La egolatría en un artista o un intelectual permite la posibilidad de crear una obra perdurable, suele pensarse en ciertos ámbitos de discusión pública. Bajo una condición así es que los creadores asumen obsesiones personales que les impiden atender con debida diligencia amorosa los mundanos asuntos de la realidad que les rodea.
Ni Octavio Paz ni Carlos Fuentes —por mencionar un par de escritores mexicanos referenciales de finales del siglo XX— aprobarían un examen riguroso de empatía y cuidado de sus más cercanos.
Quien se acerca al embrujo narcisista del arte o el pensamiento profundo, de manera consciente o inconsciente, en el fondo busca resolver algún asunto inconcluso de la niñez, cuando el mundo no es más largo ni hondo que la proyección emanada por los padres. Toda infancia yergue sus párvulos ojos ante papás totémicos o ausentes, así como mamás amorosas o disparatadas, quienes marcan las frustraciones y pasiones del porvenir existencial.
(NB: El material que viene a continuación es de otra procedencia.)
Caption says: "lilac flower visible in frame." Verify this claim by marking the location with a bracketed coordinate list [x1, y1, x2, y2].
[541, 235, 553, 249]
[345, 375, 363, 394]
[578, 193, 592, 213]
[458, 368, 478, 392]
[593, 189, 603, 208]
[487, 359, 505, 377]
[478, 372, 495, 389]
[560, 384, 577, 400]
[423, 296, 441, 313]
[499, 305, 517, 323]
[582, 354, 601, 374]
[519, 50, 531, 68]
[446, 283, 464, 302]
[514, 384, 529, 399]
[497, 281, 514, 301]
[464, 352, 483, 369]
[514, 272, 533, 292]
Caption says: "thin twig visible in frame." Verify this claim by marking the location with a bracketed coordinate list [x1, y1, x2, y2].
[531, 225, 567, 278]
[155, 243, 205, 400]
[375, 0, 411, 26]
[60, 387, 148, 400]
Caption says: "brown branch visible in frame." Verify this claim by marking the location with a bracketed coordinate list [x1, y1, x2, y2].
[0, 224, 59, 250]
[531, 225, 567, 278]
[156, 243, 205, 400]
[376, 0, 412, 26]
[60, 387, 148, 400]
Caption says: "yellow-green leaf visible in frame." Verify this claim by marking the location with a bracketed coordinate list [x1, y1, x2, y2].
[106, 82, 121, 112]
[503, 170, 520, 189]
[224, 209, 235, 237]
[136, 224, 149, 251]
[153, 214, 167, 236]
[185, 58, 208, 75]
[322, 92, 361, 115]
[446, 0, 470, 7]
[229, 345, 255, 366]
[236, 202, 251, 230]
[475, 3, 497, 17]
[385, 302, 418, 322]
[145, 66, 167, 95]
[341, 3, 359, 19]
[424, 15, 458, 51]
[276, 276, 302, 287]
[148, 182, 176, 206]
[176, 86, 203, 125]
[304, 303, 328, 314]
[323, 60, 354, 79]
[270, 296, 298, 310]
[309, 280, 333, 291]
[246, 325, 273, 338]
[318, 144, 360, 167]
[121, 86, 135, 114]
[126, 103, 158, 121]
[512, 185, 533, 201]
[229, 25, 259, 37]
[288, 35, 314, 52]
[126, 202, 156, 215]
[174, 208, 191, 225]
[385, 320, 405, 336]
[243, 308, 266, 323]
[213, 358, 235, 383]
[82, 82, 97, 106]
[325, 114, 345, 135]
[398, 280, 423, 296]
Juan Villoro, uno de los escritores más admirables del México actual, ensayó esta condición humana, entre otros temas, en su más reciente libro, La figura del mundo, a través de una meticulosa y entrañable disección de la silueta de su padre, el filósofo Luis Villoro, logrando a su vez una especie de autodisección de sus propias ideas y emociones más íntimas.
Como lector asiduo de Villoro e incluso atrevido autor de un perfil suyo titulado “El escritor que no se volvió cobarde ni caníbal”, tenía la jactancia de ser un “villorólogo” capaz de saber de antemano las claves esenciales de su obra y biografía, pero este libro reciente me conmovió de una forma difícil de explicar. Diré que me hizo llorar de risa y tristeza, desatando un desasosiego que no me he podido sacar desde que acabé la última página en la que hay una fotografía de su padre junto al Subcomandante Marcos.
Todo cartaginés cabal debería leerlo. Todo aspirante a mexicano —o mexicano perdido— también, porque, como decía Paz, “el mexicano no es una esencia, sino una historia”.
También podría leerlo todo aquel que entiende, como bien lo sabe un artista e intelectual como Juan, que el asunto del que trata este mundo no es el yo, sino el nosotros.
Ahora detengo este escrito para ir por unos tacos conservadores al Hostal de los Quesos.